Il nome Campoformido entra nella storia; il Regno dell’Illirico - austriaco - ricalca le napoleoniche “Provincie Illiriche”. Vira verso l’eco dei quel mondo Villa Vicentina, già residenza della principessa Elisa Baciocchi, sorella di Napoleone (morta a Trieste a 43 anni e sepolta in San Petronio a Bologna). Se l’antica commenda dei Cavalieri di Malta, da lei acquistata si avvia (un dolore per la Bassa!) al disfacimento, sopravvive la cappella neogotica di Villa Baciocchi, luogo di eterno riposo per il nipote di Elisa, Benedetto Napoleone, suicida a Parigi.

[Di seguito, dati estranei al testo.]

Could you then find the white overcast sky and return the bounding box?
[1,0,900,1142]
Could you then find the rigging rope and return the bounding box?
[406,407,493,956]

Più felice la sorte di un’opera di Napoleone, a Palmanova (quivi dichiarò guerra a Venezia, il I maggio 1797): l’allargamento della fortezza veneta, da lui voluto, realizzato dagli ingegneri militari, che, nel suo inclusivo modo di procedere, erano esponenti della vecchia nobiltà e giovani del mondo nuovo. Una cerchia fortificatoria, che emerge in nove lunette, inghirlanda la parte più antica
Al centro della piazza, nella stella che ha forma di città - eco della rivoluzione - le scritte sulla base monumentale dei fasti veneti. Sopra il camauro e i fiori dello stemma di un doge, parole violente, tremende, ultimative di un “albero della libertà”: s’intonano con quel che scrisse Napoleone a Sant’Elena (1815) “La rivoluzione rigenera la morale, come il letame più sporco dà vita alla più nobile vegetazione”.